Whoever is skilled enough to hack into some computers at a nuclear reactor facility must also be clever enough to not give itself away with a childish prank. There are many better things they can do than playing music. I'm sure the story is fake.
Seems like "Who Made Who" by AC/DC would be appropriate here since it was done for the soundtrack of "Maximum Overdrive," a Steven King movie about the machines taking over.
You'd be surprised. During Operation Just Cause in Panama, US troops used loudspeakers blasting music (including Van Halen) to flush Noriega out of his hiding place.
Believe it or not, even government workers have a sense of humor ...
Probably less "sense of humor" than psychological warfare by constantly demonstrating superiority and presence - plus depending on the volume and proximity, this could interfere with enemies communicating and could even keep them from sleeping. Maybe not the worst thing at first but I can see how this can get more effective over time...
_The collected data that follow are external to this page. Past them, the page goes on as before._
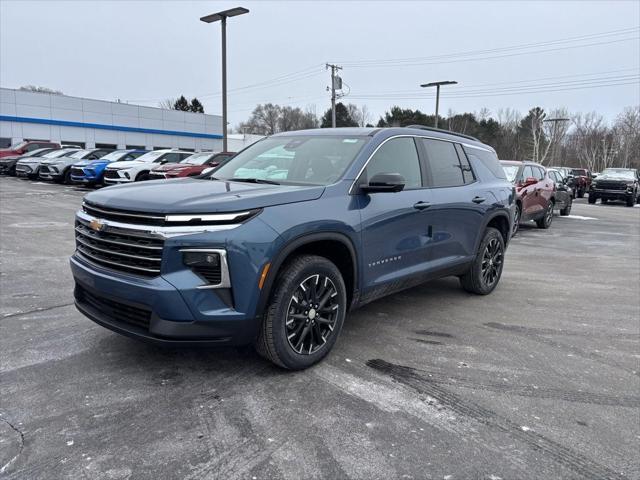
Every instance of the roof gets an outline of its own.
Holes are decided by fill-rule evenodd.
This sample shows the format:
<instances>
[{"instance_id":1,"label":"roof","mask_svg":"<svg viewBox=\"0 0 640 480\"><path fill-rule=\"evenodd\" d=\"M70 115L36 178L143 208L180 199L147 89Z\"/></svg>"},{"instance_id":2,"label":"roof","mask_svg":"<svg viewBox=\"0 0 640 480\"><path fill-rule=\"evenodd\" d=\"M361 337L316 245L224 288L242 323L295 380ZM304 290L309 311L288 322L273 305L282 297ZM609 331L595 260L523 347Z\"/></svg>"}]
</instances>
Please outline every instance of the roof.
<instances>
[{"instance_id":1,"label":"roof","mask_svg":"<svg viewBox=\"0 0 640 480\"><path fill-rule=\"evenodd\" d=\"M531 160L500 160L502 165L536 165L538 167L547 168L541 163L532 162Z\"/></svg>"}]
</instances>

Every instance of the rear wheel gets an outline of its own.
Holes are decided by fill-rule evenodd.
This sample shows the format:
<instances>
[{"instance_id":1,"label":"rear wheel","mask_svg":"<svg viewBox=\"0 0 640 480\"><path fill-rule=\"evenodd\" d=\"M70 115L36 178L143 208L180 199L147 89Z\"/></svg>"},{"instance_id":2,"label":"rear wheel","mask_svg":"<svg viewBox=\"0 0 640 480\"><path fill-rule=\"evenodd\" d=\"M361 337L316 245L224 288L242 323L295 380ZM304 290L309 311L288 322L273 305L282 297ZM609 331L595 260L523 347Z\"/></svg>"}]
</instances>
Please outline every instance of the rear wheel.
<instances>
[{"instance_id":1,"label":"rear wheel","mask_svg":"<svg viewBox=\"0 0 640 480\"><path fill-rule=\"evenodd\" d=\"M627 197L627 207L633 207L636 203L636 196L635 195L630 195Z\"/></svg>"},{"instance_id":2,"label":"rear wheel","mask_svg":"<svg viewBox=\"0 0 640 480\"><path fill-rule=\"evenodd\" d=\"M549 202L547 206L547 210L544 212L544 216L536 220L536 225L538 228L549 228L551 226L551 222L553 221L553 202Z\"/></svg>"},{"instance_id":3,"label":"rear wheel","mask_svg":"<svg viewBox=\"0 0 640 480\"><path fill-rule=\"evenodd\" d=\"M476 258L460 284L469 293L487 295L498 285L504 266L504 238L495 228L487 228Z\"/></svg>"},{"instance_id":4,"label":"rear wheel","mask_svg":"<svg viewBox=\"0 0 640 480\"><path fill-rule=\"evenodd\" d=\"M578 189L578 198L582 198L582 197L584 197L584 189L579 188Z\"/></svg>"},{"instance_id":5,"label":"rear wheel","mask_svg":"<svg viewBox=\"0 0 640 480\"><path fill-rule=\"evenodd\" d=\"M589 195L589 203L594 204L598 198L595 195Z\"/></svg>"},{"instance_id":6,"label":"rear wheel","mask_svg":"<svg viewBox=\"0 0 640 480\"><path fill-rule=\"evenodd\" d=\"M329 353L344 323L347 293L340 270L324 257L302 255L274 285L256 350L283 368L310 367Z\"/></svg>"},{"instance_id":7,"label":"rear wheel","mask_svg":"<svg viewBox=\"0 0 640 480\"><path fill-rule=\"evenodd\" d=\"M149 180L149 172L140 172L136 175L136 182L142 182L144 180Z\"/></svg>"},{"instance_id":8,"label":"rear wheel","mask_svg":"<svg viewBox=\"0 0 640 480\"><path fill-rule=\"evenodd\" d=\"M566 217L567 215L569 215L571 213L571 207L573 206L573 200L571 199L571 197L569 197L569 199L567 200L567 205L560 210L560 215L562 215L563 217Z\"/></svg>"},{"instance_id":9,"label":"rear wheel","mask_svg":"<svg viewBox=\"0 0 640 480\"><path fill-rule=\"evenodd\" d=\"M522 207L516 203L516 211L513 214L513 227L511 227L511 236L513 237L520 227L520 218L522 217Z\"/></svg>"},{"instance_id":10,"label":"rear wheel","mask_svg":"<svg viewBox=\"0 0 640 480\"><path fill-rule=\"evenodd\" d=\"M68 168L62 177L62 183L65 185L71 185L73 182L71 181L71 169Z\"/></svg>"},{"instance_id":11,"label":"rear wheel","mask_svg":"<svg viewBox=\"0 0 640 480\"><path fill-rule=\"evenodd\" d=\"M601 198L601 199L600 199L600 203L601 203L601 204L603 204L603 205L604 205L605 203L607 203L608 201L609 201L609 200L608 200L608 199L606 199L606 198Z\"/></svg>"}]
</instances>

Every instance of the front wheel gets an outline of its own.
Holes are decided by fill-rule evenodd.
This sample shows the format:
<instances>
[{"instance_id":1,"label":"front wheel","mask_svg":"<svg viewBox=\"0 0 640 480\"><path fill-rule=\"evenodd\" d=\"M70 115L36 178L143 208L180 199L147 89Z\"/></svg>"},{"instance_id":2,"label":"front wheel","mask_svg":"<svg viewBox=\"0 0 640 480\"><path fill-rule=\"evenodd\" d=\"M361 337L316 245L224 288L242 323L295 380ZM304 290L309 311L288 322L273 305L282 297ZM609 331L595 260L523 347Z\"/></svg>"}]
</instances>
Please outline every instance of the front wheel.
<instances>
[{"instance_id":1,"label":"front wheel","mask_svg":"<svg viewBox=\"0 0 640 480\"><path fill-rule=\"evenodd\" d=\"M276 365L302 370L333 348L347 310L340 270L328 259L302 255L290 261L275 283L256 350Z\"/></svg>"},{"instance_id":2,"label":"front wheel","mask_svg":"<svg viewBox=\"0 0 640 480\"><path fill-rule=\"evenodd\" d=\"M578 190L578 198L582 198L582 197L584 197L584 190L582 188L580 188Z\"/></svg>"},{"instance_id":3,"label":"front wheel","mask_svg":"<svg viewBox=\"0 0 640 480\"><path fill-rule=\"evenodd\" d=\"M515 236L518 233L520 227L520 218L522 216L522 210L519 203L516 203L516 211L513 214L513 226L511 227L511 236Z\"/></svg>"},{"instance_id":4,"label":"front wheel","mask_svg":"<svg viewBox=\"0 0 640 480\"><path fill-rule=\"evenodd\" d=\"M544 217L539 220L536 220L536 225L538 228L549 228L551 226L551 222L553 221L553 202L549 202L547 206L547 210L544 212Z\"/></svg>"},{"instance_id":5,"label":"front wheel","mask_svg":"<svg viewBox=\"0 0 640 480\"><path fill-rule=\"evenodd\" d=\"M138 175L136 175L136 182L142 182L145 180L149 180L149 172L140 172Z\"/></svg>"},{"instance_id":6,"label":"front wheel","mask_svg":"<svg viewBox=\"0 0 640 480\"><path fill-rule=\"evenodd\" d=\"M636 204L636 196L631 195L627 197L627 207L633 207Z\"/></svg>"},{"instance_id":7,"label":"front wheel","mask_svg":"<svg viewBox=\"0 0 640 480\"><path fill-rule=\"evenodd\" d=\"M573 200L571 199L571 197L569 197L569 200L567 201L567 205L560 210L560 215L562 215L563 217L566 217L567 215L569 215L571 213L571 207L573 206Z\"/></svg>"},{"instance_id":8,"label":"front wheel","mask_svg":"<svg viewBox=\"0 0 640 480\"><path fill-rule=\"evenodd\" d=\"M491 293L502 275L504 252L502 234L495 228L487 228L471 268L460 276L462 288L477 295Z\"/></svg>"},{"instance_id":9,"label":"front wheel","mask_svg":"<svg viewBox=\"0 0 640 480\"><path fill-rule=\"evenodd\" d=\"M589 194L588 201L589 201L589 203L590 203L590 204L592 204L592 205L593 205L594 203L596 203L596 200L597 200L597 199L598 199L598 198L597 198L595 195L593 195L593 194Z\"/></svg>"}]
</instances>

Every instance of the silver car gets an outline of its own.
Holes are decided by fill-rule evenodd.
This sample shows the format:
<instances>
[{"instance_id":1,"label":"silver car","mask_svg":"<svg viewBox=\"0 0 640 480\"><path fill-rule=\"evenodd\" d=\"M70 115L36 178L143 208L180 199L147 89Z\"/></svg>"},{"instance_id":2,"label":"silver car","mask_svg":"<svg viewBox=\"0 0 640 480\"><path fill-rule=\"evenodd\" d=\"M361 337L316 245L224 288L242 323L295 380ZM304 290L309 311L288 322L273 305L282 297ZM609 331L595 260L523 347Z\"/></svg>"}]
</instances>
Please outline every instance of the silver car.
<instances>
[{"instance_id":1,"label":"silver car","mask_svg":"<svg viewBox=\"0 0 640 480\"><path fill-rule=\"evenodd\" d=\"M45 160L64 157L65 155L71 155L72 153L80 150L79 148L63 148L61 150L54 150L42 157L26 157L21 158L16 163L16 175L19 177L38 178L40 173L40 164Z\"/></svg>"},{"instance_id":2,"label":"silver car","mask_svg":"<svg viewBox=\"0 0 640 480\"><path fill-rule=\"evenodd\" d=\"M71 183L71 165L80 160L97 160L112 152L113 149L91 148L78 150L71 155L63 155L57 158L43 160L40 164L38 176L42 180L53 180L59 183Z\"/></svg>"}]
</instances>

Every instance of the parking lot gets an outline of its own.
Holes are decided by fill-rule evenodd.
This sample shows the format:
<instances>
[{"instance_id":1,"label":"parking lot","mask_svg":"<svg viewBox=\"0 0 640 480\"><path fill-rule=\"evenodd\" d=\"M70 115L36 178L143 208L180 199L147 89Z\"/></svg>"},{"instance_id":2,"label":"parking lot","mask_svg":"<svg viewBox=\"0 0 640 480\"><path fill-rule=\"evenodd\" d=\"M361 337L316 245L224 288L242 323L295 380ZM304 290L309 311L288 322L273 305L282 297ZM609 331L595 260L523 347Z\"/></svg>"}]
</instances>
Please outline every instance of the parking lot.
<instances>
[{"instance_id":1,"label":"parking lot","mask_svg":"<svg viewBox=\"0 0 640 480\"><path fill-rule=\"evenodd\" d=\"M0 477L640 478L640 208L576 200L491 295L379 300L290 373L78 313L83 193L0 178Z\"/></svg>"}]
</instances>

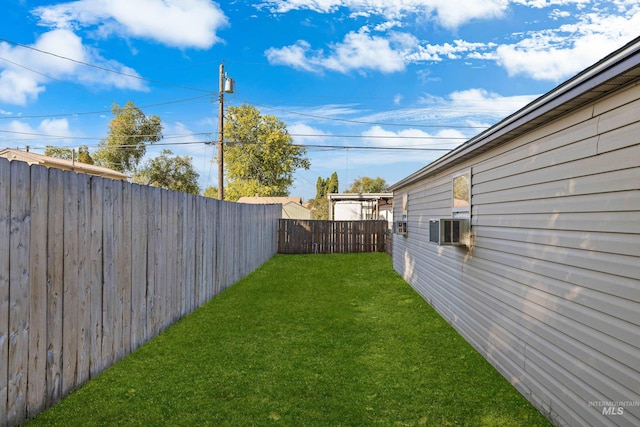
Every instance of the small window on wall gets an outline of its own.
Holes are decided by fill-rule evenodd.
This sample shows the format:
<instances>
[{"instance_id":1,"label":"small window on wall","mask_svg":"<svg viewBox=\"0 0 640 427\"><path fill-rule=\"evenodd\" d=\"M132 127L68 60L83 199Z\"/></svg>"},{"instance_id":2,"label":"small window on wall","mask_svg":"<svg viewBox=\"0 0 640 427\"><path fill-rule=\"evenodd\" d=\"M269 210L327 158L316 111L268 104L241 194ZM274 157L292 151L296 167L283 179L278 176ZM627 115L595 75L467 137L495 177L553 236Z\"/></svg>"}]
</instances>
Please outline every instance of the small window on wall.
<instances>
[{"instance_id":1,"label":"small window on wall","mask_svg":"<svg viewBox=\"0 0 640 427\"><path fill-rule=\"evenodd\" d=\"M451 209L454 217L469 217L471 214L471 171L453 176L453 204Z\"/></svg>"},{"instance_id":2,"label":"small window on wall","mask_svg":"<svg viewBox=\"0 0 640 427\"><path fill-rule=\"evenodd\" d=\"M404 193L402 195L402 217L407 219L407 205L409 204L409 195Z\"/></svg>"}]
</instances>

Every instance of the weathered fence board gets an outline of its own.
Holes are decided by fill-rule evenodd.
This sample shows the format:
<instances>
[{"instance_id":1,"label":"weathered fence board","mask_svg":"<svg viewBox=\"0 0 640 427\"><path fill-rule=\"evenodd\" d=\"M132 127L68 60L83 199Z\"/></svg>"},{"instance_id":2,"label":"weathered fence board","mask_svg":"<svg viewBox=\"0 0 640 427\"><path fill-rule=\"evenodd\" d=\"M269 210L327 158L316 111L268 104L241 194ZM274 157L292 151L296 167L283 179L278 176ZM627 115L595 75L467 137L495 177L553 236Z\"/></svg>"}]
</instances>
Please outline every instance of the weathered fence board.
<instances>
[{"instance_id":1,"label":"weathered fence board","mask_svg":"<svg viewBox=\"0 0 640 427\"><path fill-rule=\"evenodd\" d=\"M64 175L63 210L63 307L78 307L78 180ZM76 387L78 368L78 310L64 310L62 316L62 394Z\"/></svg>"},{"instance_id":2,"label":"weathered fence board","mask_svg":"<svg viewBox=\"0 0 640 427\"><path fill-rule=\"evenodd\" d=\"M280 219L278 252L325 254L384 252L388 223L379 221L323 221Z\"/></svg>"},{"instance_id":3,"label":"weathered fence board","mask_svg":"<svg viewBox=\"0 0 640 427\"><path fill-rule=\"evenodd\" d=\"M47 383L47 233L48 176L31 168L31 240L29 242L29 377L27 414L44 408ZM0 285L1 286L1 285Z\"/></svg>"},{"instance_id":4,"label":"weathered fence board","mask_svg":"<svg viewBox=\"0 0 640 427\"><path fill-rule=\"evenodd\" d=\"M63 291L63 172L49 170L47 227L47 401L62 398L62 291Z\"/></svg>"},{"instance_id":5,"label":"weathered fence board","mask_svg":"<svg viewBox=\"0 0 640 427\"><path fill-rule=\"evenodd\" d=\"M104 369L102 359L102 279L103 279L103 246L102 246L102 201L104 180L92 179L91 188L91 226L90 226L90 272L89 287L91 292L91 320L88 329L91 334L91 350L89 351L90 377L97 376Z\"/></svg>"},{"instance_id":6,"label":"weathered fence board","mask_svg":"<svg viewBox=\"0 0 640 427\"><path fill-rule=\"evenodd\" d=\"M0 243L11 235L11 173L9 162L0 159ZM0 421L8 419L9 378L9 245L0 244Z\"/></svg>"},{"instance_id":7,"label":"weathered fence board","mask_svg":"<svg viewBox=\"0 0 640 427\"><path fill-rule=\"evenodd\" d=\"M91 374L91 187L89 175L78 178L78 376L83 384Z\"/></svg>"},{"instance_id":8,"label":"weathered fence board","mask_svg":"<svg viewBox=\"0 0 640 427\"><path fill-rule=\"evenodd\" d=\"M269 259L280 215L0 159L0 425L34 417Z\"/></svg>"},{"instance_id":9,"label":"weathered fence board","mask_svg":"<svg viewBox=\"0 0 640 427\"><path fill-rule=\"evenodd\" d=\"M9 246L9 417L27 416L27 362L29 357L29 240L30 172L27 165L11 164L11 236ZM23 192L24 188L27 191ZM19 197L20 196L20 197Z\"/></svg>"}]
</instances>

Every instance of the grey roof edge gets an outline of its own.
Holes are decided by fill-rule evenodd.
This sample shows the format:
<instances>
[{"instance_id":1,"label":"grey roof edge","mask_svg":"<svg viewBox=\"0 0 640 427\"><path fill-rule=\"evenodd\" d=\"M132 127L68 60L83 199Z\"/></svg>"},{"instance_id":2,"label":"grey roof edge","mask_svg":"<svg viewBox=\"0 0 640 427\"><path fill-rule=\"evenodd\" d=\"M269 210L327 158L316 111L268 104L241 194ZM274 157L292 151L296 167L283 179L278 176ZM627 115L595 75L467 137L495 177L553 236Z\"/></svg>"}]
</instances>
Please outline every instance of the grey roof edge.
<instances>
[{"instance_id":1,"label":"grey roof edge","mask_svg":"<svg viewBox=\"0 0 640 427\"><path fill-rule=\"evenodd\" d=\"M30 159L32 162L43 165L43 162L47 162L51 165L63 166L64 168L68 168L68 170L80 173L86 173L88 175L96 175L102 176L111 179L119 179L119 180L127 180L127 175L115 171L113 169L109 169L102 166L91 165L88 163L82 163L79 161L71 161L60 159L57 157L46 156L40 153L34 153L31 151L22 151L15 148L4 148L0 149L0 153L17 153L24 158Z\"/></svg>"},{"instance_id":2,"label":"grey roof edge","mask_svg":"<svg viewBox=\"0 0 640 427\"><path fill-rule=\"evenodd\" d=\"M639 67L640 37L637 37L444 156L393 185L390 185L389 189L395 191L426 176L433 175L444 168L454 165L456 161L464 160L471 156L472 153L478 152L480 148L486 147L492 142L499 140L500 137L504 137L508 133L516 132L517 135L508 138L513 139L530 130L530 127L526 127L526 124L531 123L532 120L540 118L545 114L549 115L554 109L557 109L569 100L576 99L588 91L602 86L612 79ZM607 92L618 90L626 84L628 84L628 82L612 85ZM602 94L598 96L602 96ZM585 98L581 105L593 101L595 97L596 95L588 99ZM551 114L546 121L558 118L567 112L567 110L558 111L555 115Z\"/></svg>"},{"instance_id":3,"label":"grey roof edge","mask_svg":"<svg viewBox=\"0 0 640 427\"><path fill-rule=\"evenodd\" d=\"M393 193L329 193L329 200L375 200L392 198Z\"/></svg>"}]
</instances>

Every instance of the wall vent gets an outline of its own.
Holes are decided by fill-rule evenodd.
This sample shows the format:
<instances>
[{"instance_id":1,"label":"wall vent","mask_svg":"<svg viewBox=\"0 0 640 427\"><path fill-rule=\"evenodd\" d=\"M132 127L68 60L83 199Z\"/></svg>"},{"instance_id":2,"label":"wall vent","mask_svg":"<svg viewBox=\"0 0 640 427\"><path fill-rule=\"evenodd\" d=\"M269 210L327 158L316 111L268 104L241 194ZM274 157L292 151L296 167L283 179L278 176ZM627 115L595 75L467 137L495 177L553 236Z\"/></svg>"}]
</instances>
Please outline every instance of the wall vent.
<instances>
[{"instance_id":1,"label":"wall vent","mask_svg":"<svg viewBox=\"0 0 640 427\"><path fill-rule=\"evenodd\" d=\"M465 218L429 220L429 241L438 245L468 245L469 220Z\"/></svg>"}]
</instances>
I think it's exactly the opposite. If the story is really true then the psychological effects are enormous. It tells them:
"Look we have everything under control. We can even afford to let you know that. Look, we can make your top secret workstations play music just for fun. Don't mess with us, otherwise we can make even your bombs explode in your own bunkers."
I think if the Iranians are really so stupid to make war with Israel or U.S. (which means WW3) this would lead to their own self destruction.
As far as I can tell the music simply indicated a compromised system. However, back in the way back times, if you programmed the seeks on a large disk drive you could get it to play 'music' of a sort from the resonance of the stepper motors. I had wondered if someone has changed stuxnet to modify the centrifuge speeds to play notes, and then have the facility play heavy metal music (which would be appropriate for a facility that was purifying a very heavy metal).